Regarding claim 20, claim 20 is rejected the same as claims 1 and 15. Thus, argument presented in claims 1 and 15 is equally applicable to claim 20. Accordingly, Zhang discloses claim 20 of a non-transitory computer readable storage medium (via fig. 5:500: “Computer-readable medium”) tangibly embodying a program of instructions that, when executed by a computer, cause the computer to perform a method of defect detection on a specimen, the method comprising: 
obtaining a runtime image representative of at least a portion of the specimen;
processing the runtime image using a supervised model component to obtain a first output indicative of estimated presence of first defects on the runtime image, wherein the supervised model component is trained using a first training set including at least a plurality of first images each representative of at least a portion of the specimen and corresponding label data indicative of first defect distribution on the first images;
processing the runtime image using an unsupervised model component to obtain a second output indicative of estimated presence of second defects on the runtime image, wherein the unsupervised model is trained using a second training set including a plurality of second images each representative of at least a portion of the specimen, each second image being a reference image of a first image; and 
combining the first output and the second output using one or more optimized parameters to obtain a defect detection result of the specimen.  

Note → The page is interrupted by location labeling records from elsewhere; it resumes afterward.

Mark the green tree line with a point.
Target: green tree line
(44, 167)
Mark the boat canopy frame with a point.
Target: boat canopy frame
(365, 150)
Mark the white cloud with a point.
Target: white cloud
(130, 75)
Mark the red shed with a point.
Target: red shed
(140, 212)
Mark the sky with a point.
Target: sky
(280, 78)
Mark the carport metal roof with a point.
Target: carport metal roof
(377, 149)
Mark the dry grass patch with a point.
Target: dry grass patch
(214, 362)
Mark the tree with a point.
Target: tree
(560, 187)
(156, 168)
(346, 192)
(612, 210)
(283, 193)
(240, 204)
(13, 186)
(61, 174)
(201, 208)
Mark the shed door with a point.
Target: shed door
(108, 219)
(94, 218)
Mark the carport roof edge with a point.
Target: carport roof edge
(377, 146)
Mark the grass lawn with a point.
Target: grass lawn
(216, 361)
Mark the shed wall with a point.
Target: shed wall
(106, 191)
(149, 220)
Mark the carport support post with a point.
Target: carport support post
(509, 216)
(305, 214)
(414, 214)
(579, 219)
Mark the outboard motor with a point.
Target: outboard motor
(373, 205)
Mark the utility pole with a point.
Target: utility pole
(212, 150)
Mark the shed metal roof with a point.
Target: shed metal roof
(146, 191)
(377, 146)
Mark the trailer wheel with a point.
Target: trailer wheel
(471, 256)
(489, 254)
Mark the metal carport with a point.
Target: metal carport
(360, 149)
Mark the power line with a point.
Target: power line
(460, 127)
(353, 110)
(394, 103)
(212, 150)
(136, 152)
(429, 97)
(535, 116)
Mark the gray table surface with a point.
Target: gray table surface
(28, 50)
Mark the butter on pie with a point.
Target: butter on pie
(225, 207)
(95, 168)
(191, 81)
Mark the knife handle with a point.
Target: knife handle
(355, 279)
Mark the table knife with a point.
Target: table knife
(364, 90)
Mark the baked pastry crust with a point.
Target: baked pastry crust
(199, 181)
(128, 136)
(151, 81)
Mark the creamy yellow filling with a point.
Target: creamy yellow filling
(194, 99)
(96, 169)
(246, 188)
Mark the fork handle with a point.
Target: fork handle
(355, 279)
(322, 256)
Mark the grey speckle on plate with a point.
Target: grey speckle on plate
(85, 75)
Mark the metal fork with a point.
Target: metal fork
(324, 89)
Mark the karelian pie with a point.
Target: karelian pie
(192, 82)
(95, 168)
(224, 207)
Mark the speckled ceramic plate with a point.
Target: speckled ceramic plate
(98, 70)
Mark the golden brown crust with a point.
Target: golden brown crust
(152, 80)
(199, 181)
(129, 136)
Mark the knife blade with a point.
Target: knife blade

Claim Rejections - 35 USC § 103
The following is a quotation of 35 U.S.C. 103 which forms the basis for all obviousness rejections set forth in this Office action:
A patent for a claimed invention may not be obtained, notwithstanding that the claimed invention is not identically disclosed as set forth in section 102, if the differences between the claimed invention and the prior art are such that the claimed invention as a whole would have been obvious before the effective filing date of the claimed invention to a person having ordinary skill in the art to which the claimed invention pertains. Patentability shall not be negated by the manner in which the invention was made.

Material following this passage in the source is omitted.